Ewing sarcoma (ES) is a highly aggressive bone and soft tissue tumor that occurs mainly in young children and adolescents and is associated with primary and metastatic disease. Intramedullary ES (either primary or secondary) is rare, and the ideal management remains inconclusive. We herein report intramedullary and extramedullary metastatic ES in a single patient. A 46-year-old woman was referred to our outpatient clinic from the oncology clinic with progressive paraparesis and paresthesia for 1 week prior to presentation. She had developed left clavicular ES 2 years earlier for which surgery and chemoradiotherapy had been performed. At the present evaluation, she was diagnosed with intramedullary thoracic and lumbar extradural masses. Thoracic surgery was performed, and a biopsy of the lesion was obtained. The diagnosis of ES was confirmed histopathologically, and she underwent adjuvant chemotherapy. Her neurological status did not improve after surgery, and she underwent rehabilitation and physical therapy. The lumbar lesion resolved with chemotherapy. Metastasis of ES to the spinal cord, especially intramedullary lesions, is extremely rare, and there is no standard management guideline. However, surgical decompression and adjuvant chemotherapy are the main treatments in these cases.

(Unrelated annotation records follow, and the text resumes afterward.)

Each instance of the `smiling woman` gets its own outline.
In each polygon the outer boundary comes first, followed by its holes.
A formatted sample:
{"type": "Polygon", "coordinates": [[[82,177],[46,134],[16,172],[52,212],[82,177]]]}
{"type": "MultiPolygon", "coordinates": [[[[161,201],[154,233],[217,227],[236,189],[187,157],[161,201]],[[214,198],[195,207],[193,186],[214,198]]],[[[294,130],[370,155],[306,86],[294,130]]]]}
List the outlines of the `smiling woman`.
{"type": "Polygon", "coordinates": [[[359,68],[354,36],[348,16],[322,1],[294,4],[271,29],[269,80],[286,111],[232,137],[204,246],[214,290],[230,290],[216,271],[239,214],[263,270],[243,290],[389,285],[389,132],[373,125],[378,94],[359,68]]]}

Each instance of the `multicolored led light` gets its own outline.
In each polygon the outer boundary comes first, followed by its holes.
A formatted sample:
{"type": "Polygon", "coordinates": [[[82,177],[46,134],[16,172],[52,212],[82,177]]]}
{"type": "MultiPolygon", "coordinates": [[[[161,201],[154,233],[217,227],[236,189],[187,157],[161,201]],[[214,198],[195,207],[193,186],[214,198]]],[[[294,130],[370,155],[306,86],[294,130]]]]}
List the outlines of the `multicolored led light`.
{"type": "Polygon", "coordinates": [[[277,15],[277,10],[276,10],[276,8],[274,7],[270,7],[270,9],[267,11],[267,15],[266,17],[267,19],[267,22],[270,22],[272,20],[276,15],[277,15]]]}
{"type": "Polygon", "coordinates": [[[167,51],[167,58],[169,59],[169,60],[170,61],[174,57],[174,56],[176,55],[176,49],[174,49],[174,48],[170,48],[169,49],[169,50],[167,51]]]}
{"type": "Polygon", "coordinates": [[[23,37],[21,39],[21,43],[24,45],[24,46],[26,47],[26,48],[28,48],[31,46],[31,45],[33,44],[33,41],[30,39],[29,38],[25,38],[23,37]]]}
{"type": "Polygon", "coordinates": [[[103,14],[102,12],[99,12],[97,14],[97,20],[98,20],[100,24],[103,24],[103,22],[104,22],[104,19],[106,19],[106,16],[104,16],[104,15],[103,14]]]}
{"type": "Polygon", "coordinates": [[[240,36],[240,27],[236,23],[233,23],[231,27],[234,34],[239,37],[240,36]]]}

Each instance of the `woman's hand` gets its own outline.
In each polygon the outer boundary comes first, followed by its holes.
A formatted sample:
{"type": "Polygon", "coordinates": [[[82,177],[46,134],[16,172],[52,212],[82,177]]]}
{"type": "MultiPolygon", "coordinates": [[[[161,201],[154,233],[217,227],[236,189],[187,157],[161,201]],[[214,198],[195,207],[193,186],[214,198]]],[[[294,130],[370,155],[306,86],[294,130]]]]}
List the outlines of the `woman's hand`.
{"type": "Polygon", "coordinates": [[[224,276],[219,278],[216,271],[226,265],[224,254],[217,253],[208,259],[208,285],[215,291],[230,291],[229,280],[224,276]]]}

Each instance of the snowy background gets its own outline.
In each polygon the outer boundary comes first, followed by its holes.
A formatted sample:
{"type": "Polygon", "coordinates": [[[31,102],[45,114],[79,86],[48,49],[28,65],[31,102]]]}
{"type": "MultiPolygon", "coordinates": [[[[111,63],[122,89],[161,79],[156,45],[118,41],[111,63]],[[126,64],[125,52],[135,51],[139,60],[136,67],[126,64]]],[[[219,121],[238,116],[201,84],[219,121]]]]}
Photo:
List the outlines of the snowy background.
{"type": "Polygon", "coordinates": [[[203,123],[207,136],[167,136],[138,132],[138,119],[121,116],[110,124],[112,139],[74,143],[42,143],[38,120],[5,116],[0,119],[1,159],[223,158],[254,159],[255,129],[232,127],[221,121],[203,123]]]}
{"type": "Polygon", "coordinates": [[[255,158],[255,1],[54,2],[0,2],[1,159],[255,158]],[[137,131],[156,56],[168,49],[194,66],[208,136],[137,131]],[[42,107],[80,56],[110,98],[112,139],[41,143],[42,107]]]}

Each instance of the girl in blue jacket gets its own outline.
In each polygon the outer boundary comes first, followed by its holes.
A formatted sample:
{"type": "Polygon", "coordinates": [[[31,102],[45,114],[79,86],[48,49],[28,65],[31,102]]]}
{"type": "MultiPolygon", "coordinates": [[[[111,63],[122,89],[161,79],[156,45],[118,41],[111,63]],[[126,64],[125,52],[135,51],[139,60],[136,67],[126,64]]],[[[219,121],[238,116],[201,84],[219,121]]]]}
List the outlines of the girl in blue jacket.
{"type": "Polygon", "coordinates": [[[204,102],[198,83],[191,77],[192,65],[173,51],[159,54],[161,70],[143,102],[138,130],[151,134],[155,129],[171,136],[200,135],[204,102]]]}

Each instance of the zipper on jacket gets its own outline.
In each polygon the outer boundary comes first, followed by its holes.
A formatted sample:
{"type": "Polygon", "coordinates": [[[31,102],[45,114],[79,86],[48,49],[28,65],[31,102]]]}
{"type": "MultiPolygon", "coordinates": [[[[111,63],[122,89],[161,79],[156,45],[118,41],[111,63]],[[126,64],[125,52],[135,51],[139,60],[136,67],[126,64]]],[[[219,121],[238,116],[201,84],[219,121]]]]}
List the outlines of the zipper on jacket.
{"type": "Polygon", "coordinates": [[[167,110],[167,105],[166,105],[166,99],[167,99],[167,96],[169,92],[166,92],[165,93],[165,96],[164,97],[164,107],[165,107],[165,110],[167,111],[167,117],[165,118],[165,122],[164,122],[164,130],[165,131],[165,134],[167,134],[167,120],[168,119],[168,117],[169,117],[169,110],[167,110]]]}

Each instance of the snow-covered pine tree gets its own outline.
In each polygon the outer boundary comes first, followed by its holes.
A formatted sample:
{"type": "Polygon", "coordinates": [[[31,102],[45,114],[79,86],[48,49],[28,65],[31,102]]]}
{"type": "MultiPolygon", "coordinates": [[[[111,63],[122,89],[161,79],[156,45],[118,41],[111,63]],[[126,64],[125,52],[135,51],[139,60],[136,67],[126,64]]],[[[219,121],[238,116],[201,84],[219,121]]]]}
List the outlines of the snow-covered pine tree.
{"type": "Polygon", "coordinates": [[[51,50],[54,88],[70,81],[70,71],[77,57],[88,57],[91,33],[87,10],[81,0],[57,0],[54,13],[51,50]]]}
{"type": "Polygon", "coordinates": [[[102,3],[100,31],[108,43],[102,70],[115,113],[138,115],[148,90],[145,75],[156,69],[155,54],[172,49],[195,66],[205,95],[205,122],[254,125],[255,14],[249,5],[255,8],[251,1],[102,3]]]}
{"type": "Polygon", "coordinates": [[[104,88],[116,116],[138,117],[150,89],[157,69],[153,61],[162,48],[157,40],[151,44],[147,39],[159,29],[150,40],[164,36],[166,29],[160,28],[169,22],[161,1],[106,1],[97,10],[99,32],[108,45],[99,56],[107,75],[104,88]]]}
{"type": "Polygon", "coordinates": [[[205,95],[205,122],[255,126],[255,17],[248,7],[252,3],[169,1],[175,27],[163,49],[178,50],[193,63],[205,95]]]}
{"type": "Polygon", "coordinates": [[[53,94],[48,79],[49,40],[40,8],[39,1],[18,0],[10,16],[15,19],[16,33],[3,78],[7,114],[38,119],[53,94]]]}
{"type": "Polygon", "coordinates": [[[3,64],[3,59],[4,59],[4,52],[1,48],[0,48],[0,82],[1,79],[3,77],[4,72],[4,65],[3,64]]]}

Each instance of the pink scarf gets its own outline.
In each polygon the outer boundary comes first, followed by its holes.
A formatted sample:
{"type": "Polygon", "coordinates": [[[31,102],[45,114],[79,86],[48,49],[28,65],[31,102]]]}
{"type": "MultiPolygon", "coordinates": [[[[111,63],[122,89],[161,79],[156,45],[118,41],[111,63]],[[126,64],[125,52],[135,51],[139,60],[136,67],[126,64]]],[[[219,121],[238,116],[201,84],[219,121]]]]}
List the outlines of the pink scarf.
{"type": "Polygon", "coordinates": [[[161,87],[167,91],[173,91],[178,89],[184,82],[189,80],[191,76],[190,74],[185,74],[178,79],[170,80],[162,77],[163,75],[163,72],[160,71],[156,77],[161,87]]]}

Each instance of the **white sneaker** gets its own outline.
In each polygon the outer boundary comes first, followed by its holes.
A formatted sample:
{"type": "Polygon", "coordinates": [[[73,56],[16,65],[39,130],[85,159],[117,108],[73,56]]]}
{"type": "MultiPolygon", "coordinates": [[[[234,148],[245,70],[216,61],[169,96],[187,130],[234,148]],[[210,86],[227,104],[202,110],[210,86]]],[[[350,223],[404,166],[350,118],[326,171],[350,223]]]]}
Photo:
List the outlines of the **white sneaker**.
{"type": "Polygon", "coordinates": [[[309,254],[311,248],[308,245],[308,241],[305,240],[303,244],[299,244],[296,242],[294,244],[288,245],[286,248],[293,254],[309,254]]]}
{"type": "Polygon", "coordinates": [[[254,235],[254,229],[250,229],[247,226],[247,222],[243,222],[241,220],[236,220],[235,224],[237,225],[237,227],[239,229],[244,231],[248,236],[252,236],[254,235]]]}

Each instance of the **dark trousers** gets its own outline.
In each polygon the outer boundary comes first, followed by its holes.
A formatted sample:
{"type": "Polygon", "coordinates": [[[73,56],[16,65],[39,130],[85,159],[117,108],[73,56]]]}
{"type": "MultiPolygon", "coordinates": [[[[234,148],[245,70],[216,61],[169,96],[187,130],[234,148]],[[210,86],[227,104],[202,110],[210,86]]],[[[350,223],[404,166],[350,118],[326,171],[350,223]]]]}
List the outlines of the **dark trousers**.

Keywords: Ewing sarcoma; adjuvant chemotherapy; extramedullary; intramedullary; metastasis; rare; surgical resection.

Figure 1.

Sagittal T2-weighted MRI of the patient demonstrating an intramedullary lesion extending from T5 to T8 with hyperintense signals associated with increased spinal cord diameter (a) with scattered enhancement after gadolinium injection (b). Sagittal T2-weighted MRI of the lumbosacral spine showing a round intradural extramedullary isointense lesion compressing the conus medullaris (c) with homogenous enhancement after gadolinium injection. MRI, magnetic resonance imaging.

Figure 2.

Postoperative sagittal T2-weighted cervicothoracic MR image of the patient showing an intramedullary lesion extending from T5 to T8 with hyperintense signals (a). Postoperative T-1 weighted MR image with gadolinium enhancement showing the lesion after internal resection and decompression (b). Post-chemotherapy T2-weighted MR image of the lumbosacral spine showing complete resolution of the extradural lesion (c). MR, magnetic resonance.

Figure 3.

(a) Histopathological sections showing sheets of small round cells with moderate pleomorphism, nuclear atypia, and some true rosette formations (arrows) in a pauci-vascular background (×400, H&E) and (b–d) Immunohistochemical staining of the tumor showing diffuse, strong immunoreactivity for CD99, and a high proliferative index (Ki-67) with negative staining for LCA (×100, ×100, ×40; b–d, respectively). H&E, hematoxylin and eosin; CD99, cluster of differentiation 99; LCA, leukocyte common antigen.